Celui-ci ne conteste pas sa capacité totale de travail, sans diminution de rendement, dans une activité adaptée, ni les limitations fonctionnelles retenues, excluant les activités avec port de charges très légères (inférieures à 5 kg), les activités nécessitant une position statique (assis ou debout; alternance des positions nécessaire), la marche répétée ou prolongée et la position en porte-à-faux du rachis. Cela étant, compte tenu du large éventail d’activités légères offert dans le marché du travail, un certain nombre d’entre elles sont adaptées à de telles limitations et accessibles sans aucune formation particulière. L’on peut penser à des activités simples et répétitives dans le domaine industriel léger (par exemple montage, contrôle ou surveillance d’un processus de production; ouvrier à l’établi dans des activités simples et légères, etc.).

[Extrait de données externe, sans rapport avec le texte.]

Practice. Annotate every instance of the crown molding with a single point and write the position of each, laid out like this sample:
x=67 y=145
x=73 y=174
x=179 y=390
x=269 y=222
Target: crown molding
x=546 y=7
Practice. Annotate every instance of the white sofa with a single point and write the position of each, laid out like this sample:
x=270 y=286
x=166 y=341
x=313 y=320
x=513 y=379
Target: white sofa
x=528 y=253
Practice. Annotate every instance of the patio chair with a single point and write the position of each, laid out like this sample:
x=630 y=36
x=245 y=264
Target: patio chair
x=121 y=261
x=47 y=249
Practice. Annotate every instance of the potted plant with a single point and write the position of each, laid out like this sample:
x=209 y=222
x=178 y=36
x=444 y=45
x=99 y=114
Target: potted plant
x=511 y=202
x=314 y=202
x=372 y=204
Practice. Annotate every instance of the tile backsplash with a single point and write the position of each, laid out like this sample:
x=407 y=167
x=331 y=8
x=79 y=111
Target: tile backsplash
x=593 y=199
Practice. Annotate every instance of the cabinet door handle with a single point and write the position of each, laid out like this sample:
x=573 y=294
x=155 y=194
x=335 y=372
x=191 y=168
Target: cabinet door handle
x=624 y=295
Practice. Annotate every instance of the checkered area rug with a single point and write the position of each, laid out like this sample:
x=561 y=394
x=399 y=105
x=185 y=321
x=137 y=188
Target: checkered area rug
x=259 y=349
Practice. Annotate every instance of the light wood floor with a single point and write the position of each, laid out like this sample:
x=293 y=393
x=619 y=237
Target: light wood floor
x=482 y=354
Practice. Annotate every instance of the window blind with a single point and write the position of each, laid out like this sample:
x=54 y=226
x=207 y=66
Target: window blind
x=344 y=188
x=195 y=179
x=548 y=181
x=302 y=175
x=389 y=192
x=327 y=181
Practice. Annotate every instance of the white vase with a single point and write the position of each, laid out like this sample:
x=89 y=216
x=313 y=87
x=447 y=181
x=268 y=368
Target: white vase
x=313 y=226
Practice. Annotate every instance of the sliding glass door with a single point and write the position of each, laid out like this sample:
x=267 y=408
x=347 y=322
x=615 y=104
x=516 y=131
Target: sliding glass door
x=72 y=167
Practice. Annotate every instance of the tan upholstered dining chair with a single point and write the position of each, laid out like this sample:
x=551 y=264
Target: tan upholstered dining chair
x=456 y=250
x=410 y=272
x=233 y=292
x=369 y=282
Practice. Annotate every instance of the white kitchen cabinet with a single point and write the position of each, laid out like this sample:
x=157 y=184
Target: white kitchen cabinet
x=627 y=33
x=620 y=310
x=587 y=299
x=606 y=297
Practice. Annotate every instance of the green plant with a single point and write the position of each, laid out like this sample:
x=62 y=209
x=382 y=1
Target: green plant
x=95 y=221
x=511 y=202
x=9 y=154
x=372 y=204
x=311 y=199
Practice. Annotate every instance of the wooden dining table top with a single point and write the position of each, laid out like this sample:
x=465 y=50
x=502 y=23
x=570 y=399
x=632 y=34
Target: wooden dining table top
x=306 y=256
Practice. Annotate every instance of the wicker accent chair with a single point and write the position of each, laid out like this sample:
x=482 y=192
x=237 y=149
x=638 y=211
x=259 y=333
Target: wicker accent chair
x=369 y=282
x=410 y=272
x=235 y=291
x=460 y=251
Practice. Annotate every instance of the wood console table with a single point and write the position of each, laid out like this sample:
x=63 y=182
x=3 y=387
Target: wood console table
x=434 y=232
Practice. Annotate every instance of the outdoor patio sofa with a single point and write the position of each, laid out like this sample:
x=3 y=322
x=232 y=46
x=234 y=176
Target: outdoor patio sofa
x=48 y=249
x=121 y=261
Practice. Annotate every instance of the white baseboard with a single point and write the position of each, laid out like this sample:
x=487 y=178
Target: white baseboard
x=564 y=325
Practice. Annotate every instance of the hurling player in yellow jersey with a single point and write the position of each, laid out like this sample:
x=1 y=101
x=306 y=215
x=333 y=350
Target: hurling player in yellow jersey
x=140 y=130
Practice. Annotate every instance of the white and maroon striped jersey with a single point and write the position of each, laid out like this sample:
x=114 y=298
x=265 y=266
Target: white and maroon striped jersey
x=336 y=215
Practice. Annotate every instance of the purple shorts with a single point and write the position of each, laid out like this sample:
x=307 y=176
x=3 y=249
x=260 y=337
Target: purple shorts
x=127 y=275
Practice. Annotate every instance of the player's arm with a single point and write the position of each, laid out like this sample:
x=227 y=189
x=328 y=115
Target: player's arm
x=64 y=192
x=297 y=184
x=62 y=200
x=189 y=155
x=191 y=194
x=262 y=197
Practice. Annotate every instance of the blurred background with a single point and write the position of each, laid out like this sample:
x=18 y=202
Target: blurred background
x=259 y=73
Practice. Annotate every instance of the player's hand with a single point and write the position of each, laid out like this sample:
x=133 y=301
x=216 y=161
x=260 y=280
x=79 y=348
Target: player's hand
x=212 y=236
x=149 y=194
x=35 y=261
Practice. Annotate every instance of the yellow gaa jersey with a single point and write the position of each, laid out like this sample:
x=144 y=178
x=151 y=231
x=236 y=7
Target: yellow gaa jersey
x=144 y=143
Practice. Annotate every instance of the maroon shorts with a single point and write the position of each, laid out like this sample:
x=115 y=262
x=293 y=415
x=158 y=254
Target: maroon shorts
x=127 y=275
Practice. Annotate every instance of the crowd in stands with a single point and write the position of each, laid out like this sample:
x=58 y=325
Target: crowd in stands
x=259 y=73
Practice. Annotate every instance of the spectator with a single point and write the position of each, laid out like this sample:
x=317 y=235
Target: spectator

Par conséquent et vu qu’une diminution de rendement n’a pas été retenue, un taux de 10% en raison du handicap peut être confirmé. Quant aux autres facteurs de réduction, ils n’entrent pas en considération (le permis B n’étant pas susceptible de réduire les perspectives salariales de l’assuré au regard de la nature des activités encore exigibles).
Le TF rejette le recours de l’assuré.